In closing, let me stress that if we are serious about making the philosophy of education race conscious, we face many difficult challenges ahead. No doubt, there will be resistance to interrogating the whiteness/racelessness of philosophy as well as continued attempts to whitewash the norms of liberal discourse. Moreover, upsetting the status quo of everyday discourse in which "white" is unmarked and all others are "persons of color" requires both caution and our recognition of the possibility of what Leslie Roman calls "white defensiveness,"5 the appropriation of the language of victimization by the dominant in order to maintain the (im)balance of power. Furthermore, the pain, guilt, and self-loathing European-American philosophers of education feel when (mis)recognizing themselves in the personal narratives of both insiders and outsiders are potential obstacles to constructive change. Urged by Alston not to be deterred by guilt or history which implicates European-American culpability and continued complicity in racial oppression, we must guard against political paralysis, retreatism, and defeatism, confronting the cynicism, despair, and defensiveness prompted by such emotional revelations.
From positions of relative privilege it will be especially difficult to relinquish the dreams of our liberal faiths, especially if our beliefs in the ideals of progress, enlightenment, and caring seem to be "paying off." However, the current political climate in which the language of liberalism is used to justify racist xenophobia and the villainization of the dispossessed should serve as our reality check, a reminder that neither colorblind optimism nor multicultural panaceas are working. Denizens of the ivory tower, academic philosophers strive to "do the right thing" and be "the fairest of them all." Kal Alston's paper disenchants us from narcissistic self-congratulation, challenging our fetishization of abstract principles to remind us that good intentions are not enough.

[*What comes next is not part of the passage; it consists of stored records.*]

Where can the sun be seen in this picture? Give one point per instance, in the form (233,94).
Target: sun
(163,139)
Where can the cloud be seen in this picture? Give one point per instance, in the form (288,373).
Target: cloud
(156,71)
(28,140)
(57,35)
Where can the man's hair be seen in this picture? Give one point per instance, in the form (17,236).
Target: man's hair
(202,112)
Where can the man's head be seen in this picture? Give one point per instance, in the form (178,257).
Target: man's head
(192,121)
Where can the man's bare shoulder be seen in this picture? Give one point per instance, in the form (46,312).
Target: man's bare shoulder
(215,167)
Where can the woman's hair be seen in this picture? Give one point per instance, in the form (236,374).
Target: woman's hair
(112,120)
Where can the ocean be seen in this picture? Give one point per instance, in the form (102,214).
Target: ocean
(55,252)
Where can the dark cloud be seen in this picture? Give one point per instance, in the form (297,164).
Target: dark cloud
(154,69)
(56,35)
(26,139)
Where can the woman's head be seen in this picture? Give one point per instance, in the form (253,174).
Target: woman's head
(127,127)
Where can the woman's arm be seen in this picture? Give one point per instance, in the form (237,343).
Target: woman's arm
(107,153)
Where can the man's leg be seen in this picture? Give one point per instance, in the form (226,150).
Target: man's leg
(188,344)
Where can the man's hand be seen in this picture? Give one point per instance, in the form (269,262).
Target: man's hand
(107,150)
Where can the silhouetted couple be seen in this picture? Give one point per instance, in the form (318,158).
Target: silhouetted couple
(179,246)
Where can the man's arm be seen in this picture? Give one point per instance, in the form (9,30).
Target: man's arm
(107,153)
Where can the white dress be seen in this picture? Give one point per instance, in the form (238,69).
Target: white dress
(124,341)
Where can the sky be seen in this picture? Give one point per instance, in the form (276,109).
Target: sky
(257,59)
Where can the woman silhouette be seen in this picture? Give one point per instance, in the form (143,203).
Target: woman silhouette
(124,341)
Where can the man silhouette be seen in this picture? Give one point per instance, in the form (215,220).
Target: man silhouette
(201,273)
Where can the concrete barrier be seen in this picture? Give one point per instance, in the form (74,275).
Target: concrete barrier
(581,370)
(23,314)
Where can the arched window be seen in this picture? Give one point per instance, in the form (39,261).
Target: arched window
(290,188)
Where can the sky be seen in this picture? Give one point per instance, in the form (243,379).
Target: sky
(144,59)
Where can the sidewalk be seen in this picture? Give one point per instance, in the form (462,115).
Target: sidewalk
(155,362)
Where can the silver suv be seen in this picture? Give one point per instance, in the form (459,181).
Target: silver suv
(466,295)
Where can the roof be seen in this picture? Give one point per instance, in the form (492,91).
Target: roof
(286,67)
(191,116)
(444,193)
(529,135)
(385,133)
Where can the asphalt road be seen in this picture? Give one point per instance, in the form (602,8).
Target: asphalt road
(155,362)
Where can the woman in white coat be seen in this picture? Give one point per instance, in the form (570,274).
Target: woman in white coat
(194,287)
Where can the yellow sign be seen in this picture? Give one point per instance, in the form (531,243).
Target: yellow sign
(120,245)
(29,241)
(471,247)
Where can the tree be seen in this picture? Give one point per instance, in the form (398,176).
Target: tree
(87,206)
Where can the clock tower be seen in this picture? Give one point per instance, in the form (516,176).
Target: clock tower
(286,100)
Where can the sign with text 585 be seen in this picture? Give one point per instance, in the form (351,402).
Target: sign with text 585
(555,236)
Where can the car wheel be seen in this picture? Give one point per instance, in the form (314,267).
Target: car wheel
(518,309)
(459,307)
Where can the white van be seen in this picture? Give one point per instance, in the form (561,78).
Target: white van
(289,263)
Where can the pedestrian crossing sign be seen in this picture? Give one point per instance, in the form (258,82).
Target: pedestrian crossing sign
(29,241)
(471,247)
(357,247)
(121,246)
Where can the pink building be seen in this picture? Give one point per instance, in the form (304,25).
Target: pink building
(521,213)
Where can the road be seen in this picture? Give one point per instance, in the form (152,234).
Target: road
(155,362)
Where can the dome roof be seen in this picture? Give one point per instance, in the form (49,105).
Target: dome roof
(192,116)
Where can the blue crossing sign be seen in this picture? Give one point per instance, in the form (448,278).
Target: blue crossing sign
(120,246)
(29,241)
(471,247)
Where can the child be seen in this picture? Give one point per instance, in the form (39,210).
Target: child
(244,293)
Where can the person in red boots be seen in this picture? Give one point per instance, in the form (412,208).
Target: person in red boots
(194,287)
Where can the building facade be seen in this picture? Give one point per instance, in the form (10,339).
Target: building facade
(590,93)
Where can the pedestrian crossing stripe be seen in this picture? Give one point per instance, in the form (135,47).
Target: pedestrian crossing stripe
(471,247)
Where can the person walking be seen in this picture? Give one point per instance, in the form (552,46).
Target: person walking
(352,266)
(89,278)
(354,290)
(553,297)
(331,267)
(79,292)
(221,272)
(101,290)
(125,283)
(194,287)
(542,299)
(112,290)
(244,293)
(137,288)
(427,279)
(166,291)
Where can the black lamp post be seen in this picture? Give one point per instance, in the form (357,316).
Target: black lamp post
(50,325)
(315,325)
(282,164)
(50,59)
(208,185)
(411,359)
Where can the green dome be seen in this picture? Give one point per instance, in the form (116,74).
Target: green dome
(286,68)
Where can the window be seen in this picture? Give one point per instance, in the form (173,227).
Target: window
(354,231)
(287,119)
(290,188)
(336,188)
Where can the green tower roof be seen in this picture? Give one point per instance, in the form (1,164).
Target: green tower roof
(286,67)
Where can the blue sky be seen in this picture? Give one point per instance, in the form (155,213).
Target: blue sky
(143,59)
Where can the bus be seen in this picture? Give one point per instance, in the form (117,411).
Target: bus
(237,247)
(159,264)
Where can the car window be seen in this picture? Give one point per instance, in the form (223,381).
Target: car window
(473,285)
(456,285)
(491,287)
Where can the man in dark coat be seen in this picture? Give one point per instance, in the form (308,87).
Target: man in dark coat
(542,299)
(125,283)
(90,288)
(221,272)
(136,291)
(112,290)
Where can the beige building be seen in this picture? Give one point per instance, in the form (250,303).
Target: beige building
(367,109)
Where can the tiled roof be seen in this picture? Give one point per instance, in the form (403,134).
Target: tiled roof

1. Toni Morrison, Playing in the Dark: Whiteness and the Literary Imagination. (Cambridge: Harvard University Press, 1992), 9-10.2. Ruth Frankenberg, The Social Construction of Whiteness: White Women, Race Matters. (Minneapolis: University of Minnesota, 1993), 145.
3. Homi K. Bhabha, The Location of Culture (New York: Routledge, 1994), 31.
4. Deanne Bogdan, Re-Educating the Imagination: Toward a Poetics, Politics, and Pedagogy of Literary Engagement (Portsmouth, N.H.: Boynton/Cook Publishers Heinemann, 1992), ch. 6.
5. Leslie G. Roman, "White is a Color! White Defensiveness, Postmodernism, and Anti-racist Pedagogy," in Race, Identity, and Representation in Education. ed. Cameron McCarthy and Warren Crichlow (New York: Routledge, 1993), 71.